In this part of our series about Data Mesh and related topics, I would like to dig a bit deeper into the so-called self-serve data infrastructure principle. While domain-driven design and applied product thinking are widely known and adopted concepts, the principle and application of a self-serve data infrastructure seems a bit harder to grasp based on conversations I had recently.
Self-serve data infrastructure seen through the abstraction lens
As previously expressed in our cornerstone article on Data Mesh, central data teams are often a bottleneck for efficient data usage, and the self-serve data infrastructure principle – among other things – aims to change that. But how?
One of the basic underlying principles of a self-serve data infrastructure is abstraction. Why abstraction? Abstraction is a classic software engineering principle and a specialization of the separation of concerns principle defined as “… a recognition of the need for human beings to work within a limited context”. Software engineers as well as data engineers, data scientists and data product owners alike are (still) human beings, and every organization that aims to improve time to market for data products should aim to reduce the context for people creating these values.
Abstraction can be useful in a plethora of contexts. Similar to what happened in line with the rise of microservice architectures (think Docker, K8s as abstractions of operating systems), abstraction could speed up and at the same time help scale data value creation tremendously, and there’s more than one reason why that is likely to be needed and will happen.
It’s not a secret that the amount of data is constantly growing, and many projections claim it will grow exponentially. And there’s more growth to be expected. Based on a yearly review done by Matt Turck, an almost exponential increase in data, AI and ML related solutions happened between 2012 and 2023. While in 2012 it would have been still possible to know or master a good number of tools and technologies, I doubt that in 2023 it’s still possible (or useful) for one person to do that.
Imagine if every car manufacturer had, over time, defined their own proprietary interfaces to interact with a car for controlling direction and speed. Instead of steering wheels there would be handlebars, joysticks, touchpads, switches, shifters, pedals, etc. You wouldn’t have to get one driving license, but a new one every time you want to drive a different car.
Affordances in a data environment
With more and more (specialized) solutions and a growing amount of data it will most likely not become easier to find enough of and the right specialists to make efficient use of data – unless we find a way to speed up the value creation process and optimize for scale.
Following the principle of abstraction, the self-serve data infrastructure and the multiplane approach with a mesh experience plane, data product experience plane and data infrastructure (utility) plane suggests common necessary affordances (actions possible) in a data environment.
More concretely, this means to apply product thinking to use cases for data product creators and users.
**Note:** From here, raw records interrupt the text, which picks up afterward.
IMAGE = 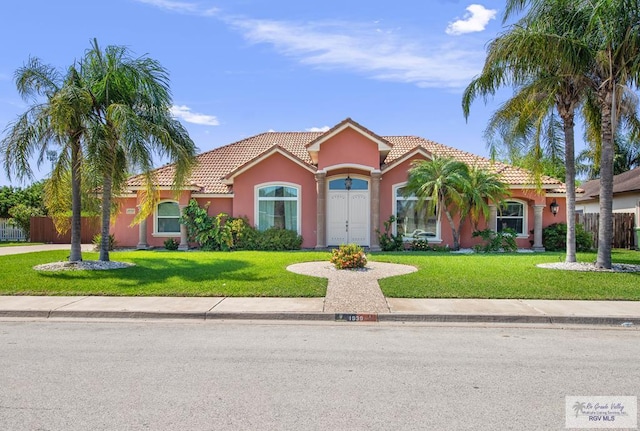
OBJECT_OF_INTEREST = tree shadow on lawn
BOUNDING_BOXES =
[39,257,269,287]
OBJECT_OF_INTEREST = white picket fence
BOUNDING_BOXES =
[0,218,27,241]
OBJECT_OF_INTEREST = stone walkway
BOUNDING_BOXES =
[287,262,417,313]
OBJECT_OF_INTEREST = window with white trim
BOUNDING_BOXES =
[156,201,180,234]
[257,185,300,232]
[394,187,440,240]
[496,201,527,236]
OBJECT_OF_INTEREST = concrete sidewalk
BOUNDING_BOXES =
[0,296,640,327]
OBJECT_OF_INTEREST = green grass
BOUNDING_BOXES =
[0,250,640,300]
[0,251,329,297]
[0,241,42,247]
[372,250,640,300]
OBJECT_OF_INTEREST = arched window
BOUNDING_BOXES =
[496,201,527,236]
[256,185,300,233]
[156,201,180,235]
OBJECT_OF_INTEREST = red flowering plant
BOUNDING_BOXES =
[330,244,367,269]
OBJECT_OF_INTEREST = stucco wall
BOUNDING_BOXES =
[233,153,317,248]
[318,128,380,169]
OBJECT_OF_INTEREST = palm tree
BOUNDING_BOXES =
[462,0,589,262]
[505,0,640,268]
[82,40,196,261]
[404,156,469,250]
[0,58,91,262]
[576,131,640,180]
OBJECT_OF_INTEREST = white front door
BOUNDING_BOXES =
[327,178,370,246]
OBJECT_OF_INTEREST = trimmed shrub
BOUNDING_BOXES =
[330,244,367,269]
[252,227,302,251]
[164,238,180,250]
[180,200,302,251]
[542,223,593,251]
[93,233,117,251]
[376,215,404,251]
[473,228,518,253]
[410,239,431,251]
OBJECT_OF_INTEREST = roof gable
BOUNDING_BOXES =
[222,144,316,185]
[306,118,393,164]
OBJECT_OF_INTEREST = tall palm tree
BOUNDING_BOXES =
[505,0,640,268]
[82,40,196,261]
[462,0,589,262]
[404,156,469,250]
[0,58,91,262]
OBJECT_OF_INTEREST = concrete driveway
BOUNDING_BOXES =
[0,244,94,256]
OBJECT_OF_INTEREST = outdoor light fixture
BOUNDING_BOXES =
[344,175,353,190]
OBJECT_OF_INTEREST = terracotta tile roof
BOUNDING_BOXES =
[128,128,564,194]
[576,167,640,202]
[384,136,564,189]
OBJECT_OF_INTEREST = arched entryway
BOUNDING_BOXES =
[326,175,371,246]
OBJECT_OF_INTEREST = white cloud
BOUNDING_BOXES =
[305,126,331,132]
[135,0,218,16]
[445,4,497,36]
[171,105,220,126]
[228,19,484,88]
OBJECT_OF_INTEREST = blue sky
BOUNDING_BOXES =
[0,0,508,185]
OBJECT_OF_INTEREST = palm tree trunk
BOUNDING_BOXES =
[100,175,112,262]
[562,113,576,262]
[444,209,460,250]
[69,137,82,262]
[596,90,615,269]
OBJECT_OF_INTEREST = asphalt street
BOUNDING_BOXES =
[0,318,640,430]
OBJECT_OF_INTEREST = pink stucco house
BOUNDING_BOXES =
[111,118,565,250]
As shown in fig. 1, a data product owner or data governance expert, might want to search for existing data products, and could do so on a mesh experience level.
The results shown in that search could have been automatically added to the search when the data product team created the data product, using an underlying indexing functionality, provided by a data platform product team.
The different plane’s experiences accommodate the user experience requirements of the previous abstraction level. The data platform team builds the indexing functionality according to the data product team’s needs, and the data product team uses provided affordances to allow the mesh experience plane to provide search results as per the need of the users of the plane.
Most affordances will be built incrementally, starting with the most relevant ones first, and building on top of each other. The different planes won’t necessarily exist in a defined form – it will depend on the users using the plane functionality.
That means, a more technical user group of the mesh level, would maybe be fine to use SQL for searching. A less technical user group and more mature data mesh infrastructure might provide a web interface with a full text search.
The growing number of features allows more generalist product teams to build and use data products fast, by using standardized abstractions for e.g., searching, monitoring, controlling, transforming, registering or deploying data products on different abstraction levels (planes) without knowing about underlying implementations.
Closing considerations on using a self-serve data infrastructure in a Data Mesh
Providing a self-serve data infrastructure not only removes the need for specialist knowledge about how e.g., the search is implemented, how monitoring is supported and integrated or a data product is registered in a domain team, but in consequence also reduces the effort needed to build data products and therefore speeds up the process and increases quality through standardization.